Thoughts of her drift through my mind as I shift in my bed. In the distance, I can hear the early morning sounds of the city awakening. The barking of a dog, muffled traffic, the breeze ruffling through the surrounding trees. Her soft voice comes to mind, her lips just grazing my ear as she mumbles incoherent nothings in my ear. The tip of her tongue circles until she puts it into my ear as if she were dipping into a pussy. Did I mention she does fancy a lick of pussy from time to time?

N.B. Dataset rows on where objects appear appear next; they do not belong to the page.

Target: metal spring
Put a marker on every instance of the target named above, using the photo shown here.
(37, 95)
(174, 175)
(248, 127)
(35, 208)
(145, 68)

I don’t think of myself as particularly naive, but she would get tickled by my reaction to suggestions I had never considered. I learned not to call her bluff because there was very little she wouldn’t do. Knowing that I was meeting with my attorney, she would text me an explicit video of her having oral sex with her husband or spread-eagle fingering herself. She suggested several times that her husband would like to suck my cock…yes he knows about us. I think agreeing to that goes beyond my natural inclinations, but the thought lingers in my fantasies.

The bed springs squeak, reminding me that I was getting a bit too enthusiastic rubbing my cock. There has got to be a more descriptive way of saying it, but I have made myself so fucking horny I am becoming frantic. Masturbation by yourself I find somewhat soulless and not very satisfying. In that state of mind, I have done some things that I did simply because I needed a human body, not a person, to satisfy me. As a single man, I have a few FWBs I can call, but the operative word is they are friends, and I can’t use and toss them.

In my mind, I want her, not anyone else. She can satisfy me like no other. I know she is always up early. She’s only a few months away. I haven’t been with her in a couple of months. Should I, will I, can I?

The phone rings by my bed, I pick it up, put it to my ear…

“I know I am just as horny. I want you. I will be there in ten minutes. Stay hard for me, I am already soaking.”

The bell tolls and brings her that much closer.